With credit cards and electronic purchases becoming the norm kids today perhaps no longer will even see those words. They won’t even cross our minds.

We’re all far more likely to pay attention to the words of the brands we are loyal to. Now advertisers have gone beyond trying to convince us of a brand- it’s about creating a whole community. There are Nike people. And I-phone people. There are Weis shoppers and Redners shoppers. There are whole systems based upon these loyalties- there are even loyalty cards. And while some offer us a deal here and there, they are mainly just tracking what we buy to get us to buy more of what it seems we can’t do without. I keep waiting for my loyalty to Turkey Hill really give me the better gas discount. They tell me to keep spending. Getting us to cozy up to their system and treat the connections as real. To be the thing we want most. But they’re not real connections.

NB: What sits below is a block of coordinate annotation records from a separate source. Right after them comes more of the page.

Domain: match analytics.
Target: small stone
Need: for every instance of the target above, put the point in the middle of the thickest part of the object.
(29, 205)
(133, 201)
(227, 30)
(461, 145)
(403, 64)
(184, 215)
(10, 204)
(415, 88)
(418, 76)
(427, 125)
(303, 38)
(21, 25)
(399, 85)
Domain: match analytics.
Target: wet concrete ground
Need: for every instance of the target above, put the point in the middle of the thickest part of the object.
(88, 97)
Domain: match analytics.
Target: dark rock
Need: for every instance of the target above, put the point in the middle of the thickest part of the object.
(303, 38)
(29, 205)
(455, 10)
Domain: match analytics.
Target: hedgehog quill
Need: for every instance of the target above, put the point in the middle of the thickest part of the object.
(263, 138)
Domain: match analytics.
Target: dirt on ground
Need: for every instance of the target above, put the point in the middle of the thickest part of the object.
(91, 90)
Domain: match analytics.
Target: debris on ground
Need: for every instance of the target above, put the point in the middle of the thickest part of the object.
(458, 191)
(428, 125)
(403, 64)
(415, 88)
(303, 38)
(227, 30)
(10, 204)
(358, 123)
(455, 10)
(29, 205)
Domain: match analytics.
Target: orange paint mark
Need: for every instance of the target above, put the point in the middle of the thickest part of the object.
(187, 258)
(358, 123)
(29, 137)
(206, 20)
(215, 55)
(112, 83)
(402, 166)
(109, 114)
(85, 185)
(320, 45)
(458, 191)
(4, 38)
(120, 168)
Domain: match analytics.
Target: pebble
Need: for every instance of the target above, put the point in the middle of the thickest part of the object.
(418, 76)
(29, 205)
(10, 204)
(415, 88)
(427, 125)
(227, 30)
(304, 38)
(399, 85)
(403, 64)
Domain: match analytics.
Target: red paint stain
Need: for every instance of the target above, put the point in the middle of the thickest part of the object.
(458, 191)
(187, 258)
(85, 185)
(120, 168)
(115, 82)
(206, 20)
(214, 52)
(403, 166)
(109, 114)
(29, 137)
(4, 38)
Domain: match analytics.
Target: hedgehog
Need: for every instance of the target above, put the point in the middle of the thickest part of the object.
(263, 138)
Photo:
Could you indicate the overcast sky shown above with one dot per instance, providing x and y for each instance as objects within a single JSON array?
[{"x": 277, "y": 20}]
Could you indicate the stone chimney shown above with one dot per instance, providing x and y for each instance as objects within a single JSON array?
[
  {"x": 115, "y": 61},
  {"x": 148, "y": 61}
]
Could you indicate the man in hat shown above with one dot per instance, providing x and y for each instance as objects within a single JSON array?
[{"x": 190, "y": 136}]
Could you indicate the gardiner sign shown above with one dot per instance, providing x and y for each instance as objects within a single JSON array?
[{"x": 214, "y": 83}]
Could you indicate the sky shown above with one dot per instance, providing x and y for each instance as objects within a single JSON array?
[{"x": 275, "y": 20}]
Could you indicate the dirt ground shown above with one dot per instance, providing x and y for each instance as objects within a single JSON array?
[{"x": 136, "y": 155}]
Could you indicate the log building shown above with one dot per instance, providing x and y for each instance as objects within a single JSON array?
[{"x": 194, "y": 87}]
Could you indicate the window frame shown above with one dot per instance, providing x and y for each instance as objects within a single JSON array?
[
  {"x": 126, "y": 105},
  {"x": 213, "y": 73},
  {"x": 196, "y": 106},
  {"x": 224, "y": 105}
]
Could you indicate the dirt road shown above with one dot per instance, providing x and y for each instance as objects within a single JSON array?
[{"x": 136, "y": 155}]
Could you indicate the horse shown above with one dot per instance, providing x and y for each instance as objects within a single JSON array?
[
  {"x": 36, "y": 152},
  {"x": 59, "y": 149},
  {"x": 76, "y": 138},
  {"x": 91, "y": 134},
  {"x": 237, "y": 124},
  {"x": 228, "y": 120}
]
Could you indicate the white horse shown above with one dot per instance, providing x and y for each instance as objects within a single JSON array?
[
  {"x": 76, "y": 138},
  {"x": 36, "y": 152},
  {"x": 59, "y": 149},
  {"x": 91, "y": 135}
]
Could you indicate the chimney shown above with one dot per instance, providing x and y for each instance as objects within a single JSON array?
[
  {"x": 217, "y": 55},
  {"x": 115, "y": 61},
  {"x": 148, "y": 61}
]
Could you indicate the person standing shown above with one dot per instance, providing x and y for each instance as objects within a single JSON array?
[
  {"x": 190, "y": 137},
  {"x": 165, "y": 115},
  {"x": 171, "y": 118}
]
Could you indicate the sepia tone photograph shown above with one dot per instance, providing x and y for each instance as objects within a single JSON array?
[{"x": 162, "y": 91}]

What’s in our wallet says a lot. It says not only what we are loyal to, but I think it says where we place our hope. That’s why retail therapy is a thing. For those of you who don’t know, that’s shopping at a favorite place to feel better. The next product is bound to make a difference until maybe we do realize that VISA really does own us. There’s even a spoof on the Viking commercial where the person realizes how much they owe and the Vikings come back and smash it all.

The truth in this is that there is an obvious tension in life between how to live a life of faith in the world and how to live in the culture of our world. How to live without letting the culture own us.

And I wonder if maybe the real question Jesus was asking the Pharisees and us is, whether we think the pull of the culture is so strong we don’t even try?

Maybe we begin to think it’s too much to ask how faith shapes our decisions in life about spending and saving and giving. That’s a place of no hope in the end. Yet Jesus says give to Caesar what is Caesar’s but give to God what is God’s.  Which may be a way of reminding us how our coins and our cards do not define us.

Because God does. We belong to God.

Jesus invites and even demands us to engage these words we say about God and ourselves- to speak of our Lord in terms of a real living relationship. And a source of hope. Because while God wants all of us, the good news is that God first says- you are mine. It’s a promise not a threat.

Words that are intended to reassure us that we are more than our money and don’t have to live in fear of having it all.

Perhaps now more than ever these are words of community and comfort and direction we need to hear. That our hope is not limited to what we can buy. That we can live in faith that God loves us, provides for us and saves us and we can believe there is a future and hope. Now more than ever as we look at our world and feel powerless we can be a community that continues to gather together around what is real- God’s love and promise today and forever in Christ’s work of the cross. That’s our hope. And it’s real.

In a few weeks, we will be gathering for our annual meeting, and voting upon a plan for how we will carry out ministry in the coming year. The time honored term is called a budget. And it often feels that our thoughts about bills and coins are the only way we see this process. But I want to suggest we view it as a statement of trust in God and as a statement of hope.

That the choices we make in our commitment will be based upon our trust in God so that we can support it financially. And that the choice we make in shaping ministry will be based upon what we believe God is calling us to do, not only what we feel used to doing.

Because we’re liberated by God from the weight of whatever feels like it occupies us. We are liberated! And our primary response is to say thank you! Thank God! And trust God’s providing as we carry out the gospel for others. So they can feel liberated and thankful too.

And this is who we CAN be because God claims us, loves us and empowers us to respond.


Let us pray- Lord God, sometimes we are unsure about how we can respond to your calling. Help us to surrender ourselves, and be thankful because we are yours, and to trust that you love us and provide for us, so that we can break free from what holds us back and share of ourselves for the sake of your world.